Neuroscientist Carl Hart: We Need to Stop Jeff Sessions from Escalating the Racist War on Drugs
In an escalation of the war on drugs, Attorney General Jeff Sessions has rescinded two Obama-era memos that encouraged prosecutors to avoid seeking inordinately harsh sentences for low-level drug offenses. He also instructed Justice Department prosecutors to pursue “the most serious” charges for all drug offenses. Former Attorney General Eric Holder condemned the move, saying, “The policy announced today is not tough on crime. It is dumb on crime.” Under the Obama administration guidelines, the number of drug offenders given mandatory minimum sentences plummeted, contributing to a 14 percent decline in the total federal prison population.
Columbia Neuroscientist Receives Death Threats for Speaking Out Against Deadly Philippines Drug War
Trump recently invited Philippines President Rodrigo Duterte to visit the White House, despite criticism from human rights groups over Duterte’s so-called war on drugs, during which thousands of people have been extrajudicially killed by police and vigilantes. Neuroscientist Carl Hart recently attended a drug conference in Manila. He had to leave the Philippines after his life was threatened.
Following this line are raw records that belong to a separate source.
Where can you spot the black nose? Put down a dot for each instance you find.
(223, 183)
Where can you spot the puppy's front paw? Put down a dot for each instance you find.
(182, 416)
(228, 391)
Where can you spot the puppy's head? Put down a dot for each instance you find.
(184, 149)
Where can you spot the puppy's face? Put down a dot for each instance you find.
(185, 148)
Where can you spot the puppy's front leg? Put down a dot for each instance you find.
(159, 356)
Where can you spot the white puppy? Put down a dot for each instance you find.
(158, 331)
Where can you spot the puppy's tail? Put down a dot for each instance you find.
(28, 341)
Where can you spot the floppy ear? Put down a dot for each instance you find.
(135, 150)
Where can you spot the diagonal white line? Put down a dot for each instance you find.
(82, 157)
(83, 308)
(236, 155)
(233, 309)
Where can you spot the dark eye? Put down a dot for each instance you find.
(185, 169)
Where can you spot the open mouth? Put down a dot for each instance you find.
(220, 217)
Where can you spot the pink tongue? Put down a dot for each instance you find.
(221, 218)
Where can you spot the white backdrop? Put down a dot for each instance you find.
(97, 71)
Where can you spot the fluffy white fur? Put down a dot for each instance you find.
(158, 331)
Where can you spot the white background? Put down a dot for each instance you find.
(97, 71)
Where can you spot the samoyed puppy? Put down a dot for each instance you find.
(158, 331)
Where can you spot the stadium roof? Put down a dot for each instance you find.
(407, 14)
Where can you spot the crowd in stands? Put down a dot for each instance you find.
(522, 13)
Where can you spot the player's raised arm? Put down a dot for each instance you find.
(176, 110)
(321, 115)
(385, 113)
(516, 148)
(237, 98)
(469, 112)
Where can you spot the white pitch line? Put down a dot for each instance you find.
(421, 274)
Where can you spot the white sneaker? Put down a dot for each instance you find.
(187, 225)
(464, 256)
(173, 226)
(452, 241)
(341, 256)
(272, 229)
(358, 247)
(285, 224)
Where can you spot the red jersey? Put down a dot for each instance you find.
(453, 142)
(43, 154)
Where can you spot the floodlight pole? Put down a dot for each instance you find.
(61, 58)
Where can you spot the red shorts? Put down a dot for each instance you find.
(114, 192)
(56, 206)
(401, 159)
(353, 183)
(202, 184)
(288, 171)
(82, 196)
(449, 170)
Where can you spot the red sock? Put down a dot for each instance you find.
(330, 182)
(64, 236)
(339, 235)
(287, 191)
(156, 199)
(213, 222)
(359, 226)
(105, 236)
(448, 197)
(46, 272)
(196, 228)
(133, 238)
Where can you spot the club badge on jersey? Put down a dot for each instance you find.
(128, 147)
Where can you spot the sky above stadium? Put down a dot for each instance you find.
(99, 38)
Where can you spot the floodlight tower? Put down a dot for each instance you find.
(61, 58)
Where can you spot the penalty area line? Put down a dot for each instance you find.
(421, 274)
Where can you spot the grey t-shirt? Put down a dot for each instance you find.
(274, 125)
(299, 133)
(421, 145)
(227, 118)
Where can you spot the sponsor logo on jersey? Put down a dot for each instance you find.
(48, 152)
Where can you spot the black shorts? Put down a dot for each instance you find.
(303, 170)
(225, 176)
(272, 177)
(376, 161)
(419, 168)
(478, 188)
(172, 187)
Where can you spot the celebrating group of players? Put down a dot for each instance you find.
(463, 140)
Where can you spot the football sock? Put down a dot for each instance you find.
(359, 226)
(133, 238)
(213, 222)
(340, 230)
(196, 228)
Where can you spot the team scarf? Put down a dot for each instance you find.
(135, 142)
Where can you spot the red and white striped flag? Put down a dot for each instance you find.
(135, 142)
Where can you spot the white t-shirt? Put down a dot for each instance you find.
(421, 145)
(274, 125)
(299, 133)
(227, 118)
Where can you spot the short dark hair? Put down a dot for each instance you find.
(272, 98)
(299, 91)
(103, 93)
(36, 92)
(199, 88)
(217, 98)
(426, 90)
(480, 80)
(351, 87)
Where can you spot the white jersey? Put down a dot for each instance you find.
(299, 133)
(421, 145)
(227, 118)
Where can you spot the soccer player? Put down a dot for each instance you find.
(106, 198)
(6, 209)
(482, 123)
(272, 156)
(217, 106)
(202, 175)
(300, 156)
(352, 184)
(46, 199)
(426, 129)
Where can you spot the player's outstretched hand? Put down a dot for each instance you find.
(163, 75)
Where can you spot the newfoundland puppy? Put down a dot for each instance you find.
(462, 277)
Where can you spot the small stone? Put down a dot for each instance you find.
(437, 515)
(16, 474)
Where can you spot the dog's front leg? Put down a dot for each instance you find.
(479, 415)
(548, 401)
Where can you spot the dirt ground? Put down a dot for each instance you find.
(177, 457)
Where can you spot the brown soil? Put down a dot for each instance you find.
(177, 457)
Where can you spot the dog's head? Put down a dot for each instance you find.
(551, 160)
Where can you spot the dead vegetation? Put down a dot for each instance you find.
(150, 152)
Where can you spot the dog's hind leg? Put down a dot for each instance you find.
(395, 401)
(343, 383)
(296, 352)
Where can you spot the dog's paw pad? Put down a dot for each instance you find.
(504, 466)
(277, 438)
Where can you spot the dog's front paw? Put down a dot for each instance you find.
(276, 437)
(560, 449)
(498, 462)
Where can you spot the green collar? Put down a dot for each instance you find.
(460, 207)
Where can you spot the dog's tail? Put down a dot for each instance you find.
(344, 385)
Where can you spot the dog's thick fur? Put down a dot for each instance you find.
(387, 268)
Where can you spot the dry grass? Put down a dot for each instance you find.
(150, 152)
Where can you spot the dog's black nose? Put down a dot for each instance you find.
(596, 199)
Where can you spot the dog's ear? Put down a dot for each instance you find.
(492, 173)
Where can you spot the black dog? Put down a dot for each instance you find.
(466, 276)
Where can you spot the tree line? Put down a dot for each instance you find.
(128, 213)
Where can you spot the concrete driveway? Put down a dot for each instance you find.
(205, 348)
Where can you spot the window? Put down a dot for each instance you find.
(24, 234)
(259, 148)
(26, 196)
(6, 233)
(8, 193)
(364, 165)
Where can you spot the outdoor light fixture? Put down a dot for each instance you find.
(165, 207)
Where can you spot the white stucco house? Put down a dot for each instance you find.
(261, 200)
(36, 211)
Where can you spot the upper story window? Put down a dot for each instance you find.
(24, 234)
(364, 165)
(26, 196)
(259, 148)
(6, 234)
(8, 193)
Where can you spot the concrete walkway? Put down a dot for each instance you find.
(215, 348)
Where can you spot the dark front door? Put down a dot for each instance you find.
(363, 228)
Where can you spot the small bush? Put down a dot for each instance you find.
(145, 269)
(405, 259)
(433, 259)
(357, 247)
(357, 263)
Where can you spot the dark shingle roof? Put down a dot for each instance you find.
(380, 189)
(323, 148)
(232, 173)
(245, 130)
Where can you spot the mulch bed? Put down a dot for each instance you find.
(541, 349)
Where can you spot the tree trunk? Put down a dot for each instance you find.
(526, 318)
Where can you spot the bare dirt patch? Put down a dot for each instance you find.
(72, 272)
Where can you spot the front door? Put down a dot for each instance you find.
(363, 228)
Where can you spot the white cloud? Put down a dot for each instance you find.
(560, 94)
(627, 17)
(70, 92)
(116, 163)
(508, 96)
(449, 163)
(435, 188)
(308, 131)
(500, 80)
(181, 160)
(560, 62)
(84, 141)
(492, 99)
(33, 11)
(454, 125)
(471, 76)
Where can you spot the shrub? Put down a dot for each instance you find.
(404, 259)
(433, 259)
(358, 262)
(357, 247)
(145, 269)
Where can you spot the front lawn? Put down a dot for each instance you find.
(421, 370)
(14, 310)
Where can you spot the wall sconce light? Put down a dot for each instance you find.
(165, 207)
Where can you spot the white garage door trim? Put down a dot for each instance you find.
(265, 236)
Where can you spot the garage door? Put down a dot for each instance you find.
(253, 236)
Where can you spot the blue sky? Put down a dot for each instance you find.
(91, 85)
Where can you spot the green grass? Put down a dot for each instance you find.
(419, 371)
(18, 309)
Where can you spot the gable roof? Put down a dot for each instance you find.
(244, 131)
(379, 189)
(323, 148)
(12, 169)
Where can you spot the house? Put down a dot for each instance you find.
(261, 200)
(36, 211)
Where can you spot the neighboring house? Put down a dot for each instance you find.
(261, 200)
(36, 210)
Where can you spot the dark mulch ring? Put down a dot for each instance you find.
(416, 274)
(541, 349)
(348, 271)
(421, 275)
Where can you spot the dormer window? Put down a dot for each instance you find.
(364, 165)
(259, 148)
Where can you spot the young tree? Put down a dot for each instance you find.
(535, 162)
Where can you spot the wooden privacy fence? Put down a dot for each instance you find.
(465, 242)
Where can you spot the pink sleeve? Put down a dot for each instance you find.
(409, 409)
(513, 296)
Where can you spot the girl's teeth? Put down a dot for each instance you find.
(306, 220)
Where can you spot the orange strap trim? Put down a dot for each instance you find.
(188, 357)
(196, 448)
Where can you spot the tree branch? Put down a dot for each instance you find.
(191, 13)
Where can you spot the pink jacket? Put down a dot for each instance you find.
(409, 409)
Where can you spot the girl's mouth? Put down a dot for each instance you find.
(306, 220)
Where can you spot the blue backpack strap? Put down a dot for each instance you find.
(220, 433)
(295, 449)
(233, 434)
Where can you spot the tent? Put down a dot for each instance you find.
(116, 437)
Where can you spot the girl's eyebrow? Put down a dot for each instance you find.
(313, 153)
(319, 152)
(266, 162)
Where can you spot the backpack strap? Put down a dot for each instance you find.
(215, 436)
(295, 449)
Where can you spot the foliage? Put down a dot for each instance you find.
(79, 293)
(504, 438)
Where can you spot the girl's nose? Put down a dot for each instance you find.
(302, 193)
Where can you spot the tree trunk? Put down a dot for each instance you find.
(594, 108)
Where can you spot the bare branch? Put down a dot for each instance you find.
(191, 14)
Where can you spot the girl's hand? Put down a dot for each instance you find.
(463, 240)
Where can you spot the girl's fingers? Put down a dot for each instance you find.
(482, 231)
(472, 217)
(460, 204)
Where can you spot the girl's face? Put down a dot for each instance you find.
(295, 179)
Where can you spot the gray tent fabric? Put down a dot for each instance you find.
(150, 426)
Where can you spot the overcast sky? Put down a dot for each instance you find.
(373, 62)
Son of Hunger-Striking Palestinian Leader Marwan Barghouti: I Haven’t Touched My Father in 15 Years
It has been almost a month since over 1,500 Palestinian prisoners have been on hunger strike inside Israeli jails. The strike, which began on April 17, was called by Marwan Barghouti to protest poor living conditions in prison and the administrative detention law, which allows Palestinians to be held without charge. Barghouti is the most high-profile Palestinian in Israeli detention. Some have described him as the “Palestinian Nelson Mandela.” In a New York Times op-ed announcing the strike last month, Barghouti wrote, “Having spent the last 15 years in an Israeli prison, I have been both a witness to and a victim of Israel’s illegal system of mass arbitrary arrests and ill-treatment of Palestinian prisoners. After exhausting all other options, I decided there was no choice but to resist these abuses by going on a hunger strike.” His son Arab Barghouthi recently launched the “saltwater challenge,” asking supporters to express their solidarity with the hunger strikers by posting videos online drinking saltwater.